A saga of loss, revenge, ambition, and corruption – Pratidwandi has a tightly knit script. The fast-paced drama is filled with riveting twists and turns that keep you on your toes. The film is always a step ahead of the viewer in terms of the guessing game; the plot changes its contours frequently and throws us off-guard.
Saswata Chatterjee as Dr. Bakshi is a treat to watch with his restraint and subtlety. From his nuanced expressions to pitch-perfect dialogue delivery, he never lets the audience suspect anything fishy. Stepping into the shoes of a grieving father and mathematics teacher, Rudranil Ghosh is excellent, while Sukumar Sen is a picture of poise essaying the part of a mentally unstable man who’s quite capable of harming others. Sourav Das as the detective Siddhartha and Saayoni Ghosh as the politician Maaya are commendable, capturing the essence of their parts.

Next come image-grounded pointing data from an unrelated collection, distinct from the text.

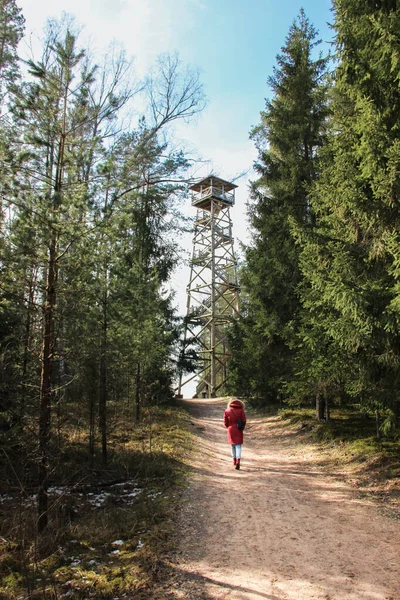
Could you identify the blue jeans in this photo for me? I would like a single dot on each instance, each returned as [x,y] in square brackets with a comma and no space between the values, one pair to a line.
[236,450]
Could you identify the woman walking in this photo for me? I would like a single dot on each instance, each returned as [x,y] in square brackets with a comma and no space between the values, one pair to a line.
[235,421]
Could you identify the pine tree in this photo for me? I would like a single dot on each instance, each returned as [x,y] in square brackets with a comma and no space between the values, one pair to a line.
[288,139]
[350,263]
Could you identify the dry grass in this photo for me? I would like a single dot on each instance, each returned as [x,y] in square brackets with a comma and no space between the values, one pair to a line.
[108,526]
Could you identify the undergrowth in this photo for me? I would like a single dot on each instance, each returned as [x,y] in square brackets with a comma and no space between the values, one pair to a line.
[351,437]
[108,525]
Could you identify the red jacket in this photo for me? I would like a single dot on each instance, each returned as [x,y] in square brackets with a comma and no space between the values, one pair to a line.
[231,415]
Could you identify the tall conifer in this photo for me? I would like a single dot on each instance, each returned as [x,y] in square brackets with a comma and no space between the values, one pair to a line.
[351,262]
[288,138]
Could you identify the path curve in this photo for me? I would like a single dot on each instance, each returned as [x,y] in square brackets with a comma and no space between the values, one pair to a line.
[281,528]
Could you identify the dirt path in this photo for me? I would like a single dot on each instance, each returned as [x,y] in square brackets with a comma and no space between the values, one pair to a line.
[280,528]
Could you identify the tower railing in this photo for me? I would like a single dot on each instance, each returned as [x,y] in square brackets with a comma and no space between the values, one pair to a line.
[215,192]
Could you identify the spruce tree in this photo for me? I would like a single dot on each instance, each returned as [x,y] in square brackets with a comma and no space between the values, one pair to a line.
[350,263]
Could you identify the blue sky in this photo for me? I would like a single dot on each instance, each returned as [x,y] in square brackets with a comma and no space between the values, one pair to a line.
[234,43]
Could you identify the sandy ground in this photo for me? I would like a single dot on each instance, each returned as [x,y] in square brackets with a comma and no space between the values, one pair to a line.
[281,528]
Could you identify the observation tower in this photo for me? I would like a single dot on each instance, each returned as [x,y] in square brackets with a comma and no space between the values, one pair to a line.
[213,289]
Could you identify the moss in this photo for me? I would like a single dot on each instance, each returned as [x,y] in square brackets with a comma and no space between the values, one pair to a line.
[79,553]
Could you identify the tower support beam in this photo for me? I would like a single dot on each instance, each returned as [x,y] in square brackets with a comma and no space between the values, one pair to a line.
[213,289]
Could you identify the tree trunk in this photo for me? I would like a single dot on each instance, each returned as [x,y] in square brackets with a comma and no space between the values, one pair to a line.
[320,407]
[378,424]
[138,392]
[103,386]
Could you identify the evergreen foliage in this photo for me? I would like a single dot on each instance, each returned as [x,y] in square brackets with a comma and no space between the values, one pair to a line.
[86,247]
[288,140]
[350,262]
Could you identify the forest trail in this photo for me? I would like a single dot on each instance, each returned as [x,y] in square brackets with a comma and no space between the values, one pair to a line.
[281,528]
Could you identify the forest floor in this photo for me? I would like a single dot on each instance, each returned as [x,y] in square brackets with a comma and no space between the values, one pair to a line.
[288,526]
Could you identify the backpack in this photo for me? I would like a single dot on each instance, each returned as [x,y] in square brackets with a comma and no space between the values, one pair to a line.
[240,424]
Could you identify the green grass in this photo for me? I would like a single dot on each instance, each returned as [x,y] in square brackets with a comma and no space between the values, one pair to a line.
[352,438]
[78,554]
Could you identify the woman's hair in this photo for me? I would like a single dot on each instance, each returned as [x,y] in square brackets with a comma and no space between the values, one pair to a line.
[235,400]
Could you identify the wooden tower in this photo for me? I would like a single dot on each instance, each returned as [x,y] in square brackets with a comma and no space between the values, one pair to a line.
[213,290]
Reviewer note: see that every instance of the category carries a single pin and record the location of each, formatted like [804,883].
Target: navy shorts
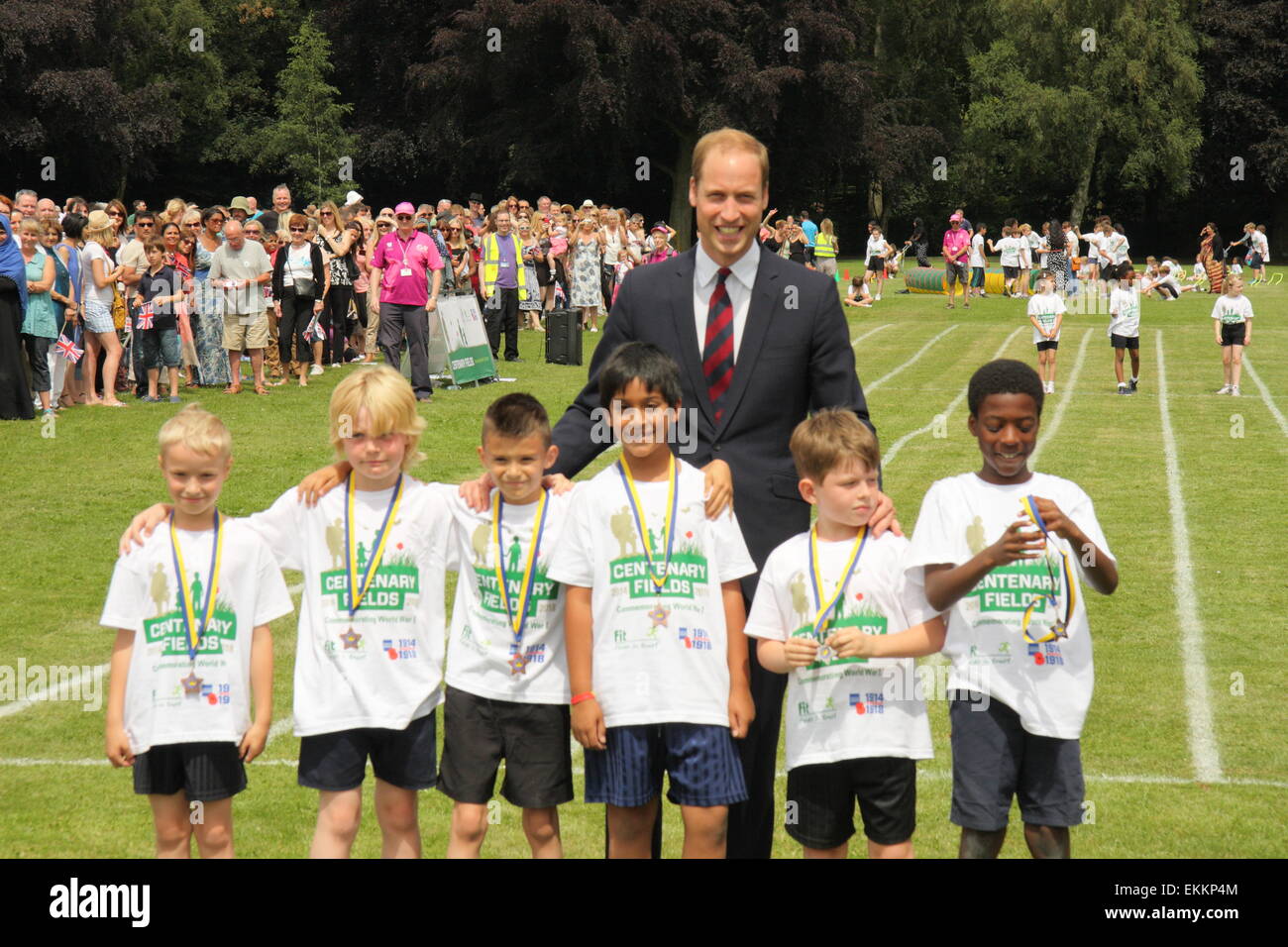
[532,738]
[824,793]
[338,762]
[205,772]
[700,761]
[1233,333]
[995,759]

The movie keeps asking many questions to the viewer. As Saswata finally addresses them in the climax, the film skillfully explores the very idea of right and wrong, throwing the viewer into a dilemma about the hero and villain in the revenge thriller.
In spite of having a solid plot and stellar cast in place, the movie has a few glaring flaws. The proverb ‘Too many cooks spoil the broth’ fits the film right. Too many parallel sub-plots distract the audiences from the main story arc, along with multiple characters, many of whom are not even fleshed out properly, often serving as mere props.
The film has all the ingredients that make for a good thriller – from fast-paced narration to absorbing drama, a strong basis for revenge, the moral dilemma between good and bad, a solid script, and note-worthy performances. Despite its fair share of ups and downs, Pratidwandi is definitely worth a watch.